Whenever I work with an executive at a hospital, I always make a point to say “the data speaks for itself,” but often, I then hear, “but what do you make of it”? There’s no doubt that we are drowning in data, when what we need is information. With the release of this year’s Rural Relevance Study the headline is clear: Critical Access Hospitals, in key areas such as quality, safety, outcomes and patient satisfaction, are matching urban hospitals or setting new benchmarks for the industry.

In fact, when it comes to charges, Critical Access Hospitals are actually outperforming urban facilities. This is particularly noteworthy when major media outlets such as Time magazine, the New York Times and the Wall Street Journal have been highly critical of the hospital industry for high and variable charges which do not appear to sync with the rest of our economy.

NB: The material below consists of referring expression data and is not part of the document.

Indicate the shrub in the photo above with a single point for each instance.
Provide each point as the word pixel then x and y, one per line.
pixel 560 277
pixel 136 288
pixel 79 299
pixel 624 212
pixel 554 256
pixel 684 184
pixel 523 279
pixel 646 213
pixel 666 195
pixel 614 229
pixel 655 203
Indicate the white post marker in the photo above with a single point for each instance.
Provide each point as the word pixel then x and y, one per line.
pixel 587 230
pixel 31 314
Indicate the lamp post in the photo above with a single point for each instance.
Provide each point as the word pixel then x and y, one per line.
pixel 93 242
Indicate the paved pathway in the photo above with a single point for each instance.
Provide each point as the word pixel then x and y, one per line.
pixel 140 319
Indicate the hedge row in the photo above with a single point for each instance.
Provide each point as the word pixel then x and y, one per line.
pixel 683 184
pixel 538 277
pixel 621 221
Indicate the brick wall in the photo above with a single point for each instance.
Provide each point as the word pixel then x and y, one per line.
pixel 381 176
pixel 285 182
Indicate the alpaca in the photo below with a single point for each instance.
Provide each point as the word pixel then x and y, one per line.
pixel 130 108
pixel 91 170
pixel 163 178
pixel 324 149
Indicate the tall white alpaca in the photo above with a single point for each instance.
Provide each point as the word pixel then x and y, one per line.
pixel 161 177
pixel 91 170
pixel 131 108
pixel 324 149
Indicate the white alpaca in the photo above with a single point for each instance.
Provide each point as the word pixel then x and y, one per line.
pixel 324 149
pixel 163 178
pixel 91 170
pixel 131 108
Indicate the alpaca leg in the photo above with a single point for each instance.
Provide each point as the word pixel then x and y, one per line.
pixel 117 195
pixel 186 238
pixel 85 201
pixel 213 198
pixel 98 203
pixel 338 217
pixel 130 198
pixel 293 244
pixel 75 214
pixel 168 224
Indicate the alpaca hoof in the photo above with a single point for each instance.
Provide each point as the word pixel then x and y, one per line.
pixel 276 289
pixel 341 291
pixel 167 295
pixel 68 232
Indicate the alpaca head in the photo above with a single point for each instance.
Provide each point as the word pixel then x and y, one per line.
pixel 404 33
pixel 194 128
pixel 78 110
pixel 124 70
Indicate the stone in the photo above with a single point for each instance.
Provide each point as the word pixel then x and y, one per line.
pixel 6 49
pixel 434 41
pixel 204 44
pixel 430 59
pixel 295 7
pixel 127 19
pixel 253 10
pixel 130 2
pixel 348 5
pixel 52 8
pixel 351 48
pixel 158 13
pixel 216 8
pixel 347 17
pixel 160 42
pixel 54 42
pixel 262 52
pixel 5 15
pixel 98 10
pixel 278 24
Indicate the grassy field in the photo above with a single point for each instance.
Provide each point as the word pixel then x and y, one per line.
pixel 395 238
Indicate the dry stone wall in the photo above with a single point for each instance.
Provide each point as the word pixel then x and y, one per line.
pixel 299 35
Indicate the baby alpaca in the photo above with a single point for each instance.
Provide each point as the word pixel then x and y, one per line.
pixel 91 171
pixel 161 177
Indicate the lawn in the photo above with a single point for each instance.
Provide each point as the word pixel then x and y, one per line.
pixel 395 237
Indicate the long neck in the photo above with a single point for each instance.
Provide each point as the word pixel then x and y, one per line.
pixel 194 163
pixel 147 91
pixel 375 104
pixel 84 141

So, just how much value is rural delivering? Well, let’s go inside the Study for some specifics:
– Across 351 common DRGS, CAHs were 63% lower or $207 Billion less in charges.
– If the urban Medicare spend per beneficiary were the equivalent of the rural spend $6.8 billion could be saved.
– The total time rural patients spend in the ED is 56 minutes faster than in urban hospitals

All care is not equal and CAHs and urban facilities face challenges unique to their markets. But I believe the findings of the Rural Relevance Study will redefine how people perceive rural healthcare. This is a complex and rapidly evolving healthcare environment, and the Top 100 Critical Access Hospitals are proof positive for just how successful rural hospitals can be in the new healthcare.